29
El aeropuerto de El Cairo había resultado ser una sorpresa. Bronson se había esperado un lugar lleno de polvo, abarrotado e ineficiente y bastante destartalado, pero en realidad estaba resplandeciente y era ultramoderno, una catedral de acero y cristal de alta tecnología dedicada a las necesidades del viajero internacional.
Al igual que todos los ciudadanos no egipcios, habían necesitado visados para entrar, pero no habían tenido el tiempo suficiente para conseguirlos antes de salir de Reino Unido. Por suerte, después de unos minutos haciendo cola en un mostrador de la terminal, les vendieron a cada uno un par de sellos, de entrada y salida, que adjuntaron a una página de sus pasaportes. Después volvieron a hacer cola en un mostrador diferente para que les sellaran el visado de entrada. Eso les daba derecho a catorce días de residencia en Egipto.

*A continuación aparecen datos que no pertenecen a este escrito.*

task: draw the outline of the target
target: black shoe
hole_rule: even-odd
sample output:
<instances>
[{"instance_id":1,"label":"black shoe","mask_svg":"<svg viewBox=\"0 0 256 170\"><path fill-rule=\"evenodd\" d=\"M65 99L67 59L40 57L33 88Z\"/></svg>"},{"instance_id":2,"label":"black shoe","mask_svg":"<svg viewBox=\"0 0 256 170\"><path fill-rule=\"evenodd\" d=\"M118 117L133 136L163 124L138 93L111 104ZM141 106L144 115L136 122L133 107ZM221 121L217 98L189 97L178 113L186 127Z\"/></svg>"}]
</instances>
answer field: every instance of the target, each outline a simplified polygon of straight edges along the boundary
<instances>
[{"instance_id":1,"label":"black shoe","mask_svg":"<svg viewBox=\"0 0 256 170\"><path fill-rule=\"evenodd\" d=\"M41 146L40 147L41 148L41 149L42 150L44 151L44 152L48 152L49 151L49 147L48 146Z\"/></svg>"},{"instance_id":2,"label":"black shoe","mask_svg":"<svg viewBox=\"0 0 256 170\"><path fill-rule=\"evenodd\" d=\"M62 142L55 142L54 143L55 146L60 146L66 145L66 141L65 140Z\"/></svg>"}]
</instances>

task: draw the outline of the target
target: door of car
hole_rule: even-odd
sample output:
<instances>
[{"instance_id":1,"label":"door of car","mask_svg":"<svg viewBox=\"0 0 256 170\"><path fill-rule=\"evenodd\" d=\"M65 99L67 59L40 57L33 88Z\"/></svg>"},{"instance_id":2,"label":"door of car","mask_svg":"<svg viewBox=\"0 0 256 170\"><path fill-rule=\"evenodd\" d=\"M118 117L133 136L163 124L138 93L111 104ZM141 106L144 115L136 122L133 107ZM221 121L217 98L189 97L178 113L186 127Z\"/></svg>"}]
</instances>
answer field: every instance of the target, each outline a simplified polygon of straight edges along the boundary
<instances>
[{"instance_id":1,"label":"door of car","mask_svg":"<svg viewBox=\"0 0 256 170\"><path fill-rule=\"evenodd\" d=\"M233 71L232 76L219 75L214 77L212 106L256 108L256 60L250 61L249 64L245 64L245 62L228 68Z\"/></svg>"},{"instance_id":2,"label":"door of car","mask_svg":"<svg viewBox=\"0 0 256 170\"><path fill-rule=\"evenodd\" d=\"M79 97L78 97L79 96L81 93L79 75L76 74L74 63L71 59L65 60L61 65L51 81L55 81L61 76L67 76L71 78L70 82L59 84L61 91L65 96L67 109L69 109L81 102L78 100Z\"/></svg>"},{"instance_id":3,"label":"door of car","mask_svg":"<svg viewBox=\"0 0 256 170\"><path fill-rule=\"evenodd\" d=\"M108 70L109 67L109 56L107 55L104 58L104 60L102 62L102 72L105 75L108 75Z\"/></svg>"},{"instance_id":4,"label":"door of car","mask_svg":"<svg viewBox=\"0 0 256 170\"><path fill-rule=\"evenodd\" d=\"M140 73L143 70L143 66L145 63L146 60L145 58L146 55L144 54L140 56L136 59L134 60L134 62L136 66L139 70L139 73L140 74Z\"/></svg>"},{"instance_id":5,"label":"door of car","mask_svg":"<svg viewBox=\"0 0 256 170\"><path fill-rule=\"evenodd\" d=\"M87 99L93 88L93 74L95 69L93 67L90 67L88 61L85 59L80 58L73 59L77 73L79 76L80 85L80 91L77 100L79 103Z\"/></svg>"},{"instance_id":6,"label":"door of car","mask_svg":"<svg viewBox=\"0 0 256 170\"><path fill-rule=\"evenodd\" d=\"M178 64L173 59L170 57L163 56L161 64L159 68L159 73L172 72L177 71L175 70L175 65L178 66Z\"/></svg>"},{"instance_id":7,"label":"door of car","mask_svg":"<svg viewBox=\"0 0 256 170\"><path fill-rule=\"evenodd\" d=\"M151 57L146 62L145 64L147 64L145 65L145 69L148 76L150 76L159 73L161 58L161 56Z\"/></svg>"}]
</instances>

Tras un breve trayecto en taxi se habían registrado en su hotel en el distrito de la Heliópolis, en el lado noreste de la ciudad, no demasiado lejos del aeropuerto, y antes de meterse en la cama habían comido algo en un restaurante local que aún servía comida a esas horas.
A primera hora de la mañana siguiente Bronson pidió en recepción un listín telefónico de El Cairo y empezó a buscar a Hassan al Sahid; sin embargo, descubrió que Al Sahid era un nombre bastante común en la zona y que en el listín aparecían unas cuarenta o cincuenta entradas.
—Tenemos que estrechar un poco la búsqueda. ¿Había alguna indicación en lo que te llevaste de Carfax Hall sobre dónde podría vivir Al Sahid?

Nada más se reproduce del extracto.